Subject: Re: kernel compile
To: Ted Lemon <mellon@hoffman.vix.com>
From: Jonathan Stone <jonathan@DSG.Stanford.EDU>
List: port-pmax
Date: 02/01/1998 18:02:05
>> Oh, and there's one but in Ted's suggestion.  I prefer to make a
>> subdir first and test running config there; whereas Ted's suggestion
>> pollutes /sys/arch/pmax/conf with lots of twisty .h files created by
>> config.

>No it doesn't.  Config creates all its files in the compile directory.
>If config on the pmax does not, there's a bug in it that needs to be
>fixed.  I'm using config in the way it's been used since time
>immemorial - I've never heard of anybody using it your way before.
>Your way sounds fine, but it's certainly not the canonical way.

Oh, sorry, you're right.  It depends on where and how you run config,
though. (This [ddefault changed when Greg Hudson added the cruft for
building from a readonly source tree in the MIT environment.)

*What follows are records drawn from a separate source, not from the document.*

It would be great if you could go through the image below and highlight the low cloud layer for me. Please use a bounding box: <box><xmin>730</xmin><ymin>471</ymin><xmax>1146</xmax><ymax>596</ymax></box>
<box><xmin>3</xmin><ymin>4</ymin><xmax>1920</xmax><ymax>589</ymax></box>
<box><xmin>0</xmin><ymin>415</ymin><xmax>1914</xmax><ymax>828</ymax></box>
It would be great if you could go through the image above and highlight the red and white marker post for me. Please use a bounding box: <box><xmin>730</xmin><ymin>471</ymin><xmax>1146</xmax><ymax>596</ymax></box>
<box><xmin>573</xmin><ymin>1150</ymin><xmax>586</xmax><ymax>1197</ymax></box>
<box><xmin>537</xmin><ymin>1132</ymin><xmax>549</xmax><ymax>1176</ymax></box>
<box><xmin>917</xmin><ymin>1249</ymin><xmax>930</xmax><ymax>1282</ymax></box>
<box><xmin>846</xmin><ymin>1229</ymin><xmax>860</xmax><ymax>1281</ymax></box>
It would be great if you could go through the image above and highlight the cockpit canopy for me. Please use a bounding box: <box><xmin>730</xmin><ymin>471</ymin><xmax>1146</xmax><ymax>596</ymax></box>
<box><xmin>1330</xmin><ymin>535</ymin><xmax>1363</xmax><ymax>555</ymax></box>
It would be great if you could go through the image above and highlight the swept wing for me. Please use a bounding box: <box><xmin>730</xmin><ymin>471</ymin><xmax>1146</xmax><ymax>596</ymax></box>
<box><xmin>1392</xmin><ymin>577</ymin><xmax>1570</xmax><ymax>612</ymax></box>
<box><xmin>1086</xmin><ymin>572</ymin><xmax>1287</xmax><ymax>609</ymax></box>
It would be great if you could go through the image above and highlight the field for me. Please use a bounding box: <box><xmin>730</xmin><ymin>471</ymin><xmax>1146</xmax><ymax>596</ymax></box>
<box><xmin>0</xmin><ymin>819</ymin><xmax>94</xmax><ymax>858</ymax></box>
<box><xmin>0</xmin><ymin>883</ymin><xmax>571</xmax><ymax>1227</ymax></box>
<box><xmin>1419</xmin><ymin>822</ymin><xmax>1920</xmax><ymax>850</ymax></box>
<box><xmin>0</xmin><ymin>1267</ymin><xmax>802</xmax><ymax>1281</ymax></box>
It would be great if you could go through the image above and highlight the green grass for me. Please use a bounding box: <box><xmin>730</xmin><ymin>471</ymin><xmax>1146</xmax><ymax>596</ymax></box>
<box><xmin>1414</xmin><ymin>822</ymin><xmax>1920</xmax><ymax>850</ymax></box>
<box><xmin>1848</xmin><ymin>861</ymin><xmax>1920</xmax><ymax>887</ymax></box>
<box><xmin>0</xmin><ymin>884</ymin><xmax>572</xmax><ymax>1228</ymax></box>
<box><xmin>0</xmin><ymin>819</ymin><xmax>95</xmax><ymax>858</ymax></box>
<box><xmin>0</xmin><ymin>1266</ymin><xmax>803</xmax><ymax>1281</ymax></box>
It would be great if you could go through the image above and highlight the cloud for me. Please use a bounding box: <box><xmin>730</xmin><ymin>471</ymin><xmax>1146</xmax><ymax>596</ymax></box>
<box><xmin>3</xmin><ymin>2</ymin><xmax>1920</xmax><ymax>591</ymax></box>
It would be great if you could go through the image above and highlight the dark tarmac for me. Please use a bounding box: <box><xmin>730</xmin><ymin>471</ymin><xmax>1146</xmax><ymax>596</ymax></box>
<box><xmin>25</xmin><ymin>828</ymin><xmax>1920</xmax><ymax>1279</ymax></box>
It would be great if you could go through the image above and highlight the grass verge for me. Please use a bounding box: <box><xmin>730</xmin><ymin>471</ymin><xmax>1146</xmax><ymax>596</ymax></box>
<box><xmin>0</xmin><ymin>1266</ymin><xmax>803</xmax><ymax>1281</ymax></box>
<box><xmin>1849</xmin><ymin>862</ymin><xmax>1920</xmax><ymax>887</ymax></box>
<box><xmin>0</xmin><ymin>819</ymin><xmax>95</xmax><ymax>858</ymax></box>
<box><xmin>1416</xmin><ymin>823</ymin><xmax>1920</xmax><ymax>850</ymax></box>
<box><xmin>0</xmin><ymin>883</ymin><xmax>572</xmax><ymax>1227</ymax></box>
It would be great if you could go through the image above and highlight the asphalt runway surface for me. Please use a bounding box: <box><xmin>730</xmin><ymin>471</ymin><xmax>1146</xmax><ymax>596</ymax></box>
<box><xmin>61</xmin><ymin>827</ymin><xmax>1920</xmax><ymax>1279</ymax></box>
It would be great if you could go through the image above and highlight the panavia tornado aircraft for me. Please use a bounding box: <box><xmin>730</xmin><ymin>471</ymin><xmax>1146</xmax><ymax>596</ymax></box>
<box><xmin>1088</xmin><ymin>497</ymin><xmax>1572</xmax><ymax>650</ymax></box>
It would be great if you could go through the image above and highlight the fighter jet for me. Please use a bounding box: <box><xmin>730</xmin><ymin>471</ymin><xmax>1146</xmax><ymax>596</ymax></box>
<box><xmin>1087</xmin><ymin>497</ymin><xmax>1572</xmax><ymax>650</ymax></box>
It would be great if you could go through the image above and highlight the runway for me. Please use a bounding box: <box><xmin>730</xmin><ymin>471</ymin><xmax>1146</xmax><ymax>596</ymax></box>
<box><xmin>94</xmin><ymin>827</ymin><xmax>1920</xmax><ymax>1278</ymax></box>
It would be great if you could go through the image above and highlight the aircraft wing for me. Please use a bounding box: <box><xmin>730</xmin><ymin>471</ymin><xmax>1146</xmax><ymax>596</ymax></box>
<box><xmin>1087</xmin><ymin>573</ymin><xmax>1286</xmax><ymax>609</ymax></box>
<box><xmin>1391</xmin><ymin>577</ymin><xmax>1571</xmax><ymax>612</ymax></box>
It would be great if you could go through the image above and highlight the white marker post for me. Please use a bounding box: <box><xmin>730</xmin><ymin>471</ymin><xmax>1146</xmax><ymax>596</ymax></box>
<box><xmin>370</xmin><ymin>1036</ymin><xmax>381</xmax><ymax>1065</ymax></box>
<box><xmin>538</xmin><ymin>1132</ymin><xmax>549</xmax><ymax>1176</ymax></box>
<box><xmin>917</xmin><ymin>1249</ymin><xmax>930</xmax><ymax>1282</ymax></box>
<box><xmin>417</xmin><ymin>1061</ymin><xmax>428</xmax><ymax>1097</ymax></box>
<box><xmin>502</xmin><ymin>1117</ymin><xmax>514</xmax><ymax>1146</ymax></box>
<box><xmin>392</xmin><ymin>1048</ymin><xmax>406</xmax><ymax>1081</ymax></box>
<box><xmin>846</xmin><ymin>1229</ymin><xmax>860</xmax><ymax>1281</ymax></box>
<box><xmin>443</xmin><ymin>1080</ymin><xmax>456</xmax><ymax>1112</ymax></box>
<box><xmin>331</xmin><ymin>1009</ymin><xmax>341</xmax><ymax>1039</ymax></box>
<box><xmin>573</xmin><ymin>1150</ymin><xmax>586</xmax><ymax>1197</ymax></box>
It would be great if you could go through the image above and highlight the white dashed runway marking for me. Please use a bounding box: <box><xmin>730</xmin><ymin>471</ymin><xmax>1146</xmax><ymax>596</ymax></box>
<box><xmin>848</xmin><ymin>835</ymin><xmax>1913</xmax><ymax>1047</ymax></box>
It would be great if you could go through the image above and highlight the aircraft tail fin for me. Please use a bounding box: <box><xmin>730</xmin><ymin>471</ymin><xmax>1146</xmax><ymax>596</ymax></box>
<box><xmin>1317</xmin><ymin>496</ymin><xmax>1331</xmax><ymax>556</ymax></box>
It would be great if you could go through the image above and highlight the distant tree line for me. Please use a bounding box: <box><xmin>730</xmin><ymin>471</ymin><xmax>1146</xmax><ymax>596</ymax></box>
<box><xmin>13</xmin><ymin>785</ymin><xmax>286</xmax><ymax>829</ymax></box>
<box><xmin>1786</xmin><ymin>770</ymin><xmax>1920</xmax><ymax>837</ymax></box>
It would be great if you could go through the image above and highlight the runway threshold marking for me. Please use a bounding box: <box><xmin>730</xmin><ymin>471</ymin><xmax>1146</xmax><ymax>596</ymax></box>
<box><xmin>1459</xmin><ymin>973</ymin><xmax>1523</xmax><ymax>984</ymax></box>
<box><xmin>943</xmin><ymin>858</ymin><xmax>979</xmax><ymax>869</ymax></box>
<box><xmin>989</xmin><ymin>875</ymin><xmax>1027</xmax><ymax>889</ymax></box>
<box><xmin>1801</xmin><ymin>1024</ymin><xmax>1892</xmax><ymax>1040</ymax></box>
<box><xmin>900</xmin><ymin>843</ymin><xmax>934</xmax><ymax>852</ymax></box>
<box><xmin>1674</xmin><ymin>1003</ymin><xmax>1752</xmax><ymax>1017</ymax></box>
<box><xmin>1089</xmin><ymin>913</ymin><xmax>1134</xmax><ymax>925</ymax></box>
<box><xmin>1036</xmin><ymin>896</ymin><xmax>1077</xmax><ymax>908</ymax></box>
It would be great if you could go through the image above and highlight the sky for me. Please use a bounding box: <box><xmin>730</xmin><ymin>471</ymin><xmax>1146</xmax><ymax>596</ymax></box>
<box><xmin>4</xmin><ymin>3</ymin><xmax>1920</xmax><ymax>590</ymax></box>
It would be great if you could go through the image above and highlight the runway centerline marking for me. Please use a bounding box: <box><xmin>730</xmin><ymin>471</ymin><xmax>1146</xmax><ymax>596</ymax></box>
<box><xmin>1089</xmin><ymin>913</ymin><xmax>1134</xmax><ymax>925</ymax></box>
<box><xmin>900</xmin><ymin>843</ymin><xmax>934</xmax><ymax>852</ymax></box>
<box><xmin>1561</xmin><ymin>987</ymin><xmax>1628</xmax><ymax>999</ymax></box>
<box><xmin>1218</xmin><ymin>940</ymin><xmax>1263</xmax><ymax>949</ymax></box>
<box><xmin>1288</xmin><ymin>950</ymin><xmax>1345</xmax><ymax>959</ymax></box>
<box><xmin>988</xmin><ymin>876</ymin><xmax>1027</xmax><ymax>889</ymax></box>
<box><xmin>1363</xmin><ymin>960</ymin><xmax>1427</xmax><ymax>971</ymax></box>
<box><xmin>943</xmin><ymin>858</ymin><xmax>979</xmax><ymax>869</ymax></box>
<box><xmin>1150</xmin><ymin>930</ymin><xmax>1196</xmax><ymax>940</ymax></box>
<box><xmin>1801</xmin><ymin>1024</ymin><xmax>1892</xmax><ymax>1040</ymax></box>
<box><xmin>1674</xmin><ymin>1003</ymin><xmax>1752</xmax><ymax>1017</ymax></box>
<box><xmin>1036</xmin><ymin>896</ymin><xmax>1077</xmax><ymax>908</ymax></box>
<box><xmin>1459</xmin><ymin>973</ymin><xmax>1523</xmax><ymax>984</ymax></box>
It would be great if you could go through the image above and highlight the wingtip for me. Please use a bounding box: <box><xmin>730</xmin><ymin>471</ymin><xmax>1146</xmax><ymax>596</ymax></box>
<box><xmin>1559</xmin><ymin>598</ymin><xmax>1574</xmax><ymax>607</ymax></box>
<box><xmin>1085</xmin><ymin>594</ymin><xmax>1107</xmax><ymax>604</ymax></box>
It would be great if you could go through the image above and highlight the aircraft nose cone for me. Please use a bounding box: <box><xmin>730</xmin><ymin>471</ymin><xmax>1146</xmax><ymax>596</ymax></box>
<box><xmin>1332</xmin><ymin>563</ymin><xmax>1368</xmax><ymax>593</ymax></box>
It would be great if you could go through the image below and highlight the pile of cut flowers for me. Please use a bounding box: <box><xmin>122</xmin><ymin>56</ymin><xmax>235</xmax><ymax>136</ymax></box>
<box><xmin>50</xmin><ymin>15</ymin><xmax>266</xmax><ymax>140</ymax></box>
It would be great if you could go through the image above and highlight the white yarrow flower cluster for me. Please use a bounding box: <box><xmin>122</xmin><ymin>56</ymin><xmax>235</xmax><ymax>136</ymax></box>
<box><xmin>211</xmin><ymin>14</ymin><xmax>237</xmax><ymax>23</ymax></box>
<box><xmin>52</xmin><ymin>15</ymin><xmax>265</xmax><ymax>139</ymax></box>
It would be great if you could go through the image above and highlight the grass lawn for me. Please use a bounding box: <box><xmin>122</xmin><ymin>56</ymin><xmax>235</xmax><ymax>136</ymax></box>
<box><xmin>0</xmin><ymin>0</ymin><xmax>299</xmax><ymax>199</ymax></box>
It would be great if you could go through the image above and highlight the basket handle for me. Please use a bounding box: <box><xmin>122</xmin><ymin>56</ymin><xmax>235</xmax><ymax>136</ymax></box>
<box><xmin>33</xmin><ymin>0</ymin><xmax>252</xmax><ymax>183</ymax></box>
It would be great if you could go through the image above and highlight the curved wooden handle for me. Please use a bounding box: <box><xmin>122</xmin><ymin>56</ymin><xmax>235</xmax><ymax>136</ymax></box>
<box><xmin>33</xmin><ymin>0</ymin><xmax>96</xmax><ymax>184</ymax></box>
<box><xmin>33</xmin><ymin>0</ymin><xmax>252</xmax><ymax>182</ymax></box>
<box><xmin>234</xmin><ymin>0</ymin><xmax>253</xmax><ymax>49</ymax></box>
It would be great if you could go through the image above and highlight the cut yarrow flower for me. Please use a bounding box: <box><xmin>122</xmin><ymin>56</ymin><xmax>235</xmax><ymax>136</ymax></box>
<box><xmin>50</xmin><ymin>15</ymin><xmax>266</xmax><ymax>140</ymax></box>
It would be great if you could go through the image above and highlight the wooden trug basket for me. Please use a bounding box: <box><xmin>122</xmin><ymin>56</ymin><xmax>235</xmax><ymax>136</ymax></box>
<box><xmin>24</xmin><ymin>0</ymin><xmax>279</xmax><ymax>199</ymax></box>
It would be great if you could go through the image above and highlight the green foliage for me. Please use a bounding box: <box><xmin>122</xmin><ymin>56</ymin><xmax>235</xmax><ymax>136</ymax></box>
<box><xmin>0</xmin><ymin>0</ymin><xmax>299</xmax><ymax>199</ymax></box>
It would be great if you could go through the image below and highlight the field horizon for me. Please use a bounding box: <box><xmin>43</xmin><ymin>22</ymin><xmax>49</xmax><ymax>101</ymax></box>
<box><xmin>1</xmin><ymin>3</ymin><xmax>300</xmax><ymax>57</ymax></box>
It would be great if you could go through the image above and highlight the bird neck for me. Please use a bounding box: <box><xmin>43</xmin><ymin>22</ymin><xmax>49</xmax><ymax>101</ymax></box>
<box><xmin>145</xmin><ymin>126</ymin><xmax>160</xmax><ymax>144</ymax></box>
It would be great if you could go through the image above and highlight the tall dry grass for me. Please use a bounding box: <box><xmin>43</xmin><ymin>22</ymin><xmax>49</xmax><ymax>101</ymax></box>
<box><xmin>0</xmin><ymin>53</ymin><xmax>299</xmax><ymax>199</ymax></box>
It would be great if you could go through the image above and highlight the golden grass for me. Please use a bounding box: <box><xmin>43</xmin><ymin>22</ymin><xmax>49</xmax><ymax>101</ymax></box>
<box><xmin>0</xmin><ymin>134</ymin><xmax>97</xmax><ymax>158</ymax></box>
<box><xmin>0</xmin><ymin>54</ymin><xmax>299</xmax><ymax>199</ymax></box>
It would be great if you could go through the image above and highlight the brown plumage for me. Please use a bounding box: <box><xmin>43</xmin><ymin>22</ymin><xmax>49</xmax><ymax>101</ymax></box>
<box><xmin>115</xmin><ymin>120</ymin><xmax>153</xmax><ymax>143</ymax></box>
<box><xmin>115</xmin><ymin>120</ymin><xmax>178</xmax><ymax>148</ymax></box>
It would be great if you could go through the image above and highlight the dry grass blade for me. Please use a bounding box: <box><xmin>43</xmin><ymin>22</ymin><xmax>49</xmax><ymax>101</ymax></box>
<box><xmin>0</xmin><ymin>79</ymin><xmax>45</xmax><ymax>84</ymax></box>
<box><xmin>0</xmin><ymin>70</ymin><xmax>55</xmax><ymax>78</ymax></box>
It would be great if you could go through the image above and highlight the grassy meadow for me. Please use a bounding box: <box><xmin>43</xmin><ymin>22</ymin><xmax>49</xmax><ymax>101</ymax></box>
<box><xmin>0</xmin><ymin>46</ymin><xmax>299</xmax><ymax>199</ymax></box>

Since then, whether config spits out files in the current directory or
in ../compile/<CONFIGNAME> depends on -b (and possibly on -s).  I have
multiple trees and always use -s, so I prefer to do the explicit 
config -b -s thing.

If you only have one tree, and it's in /sys/, then Ted's suggestion of
the traditional behaviour works just fine.

Hey, why don't we get someone to write a replacement for the CSRG
`configuring and building kernels' section of SMM?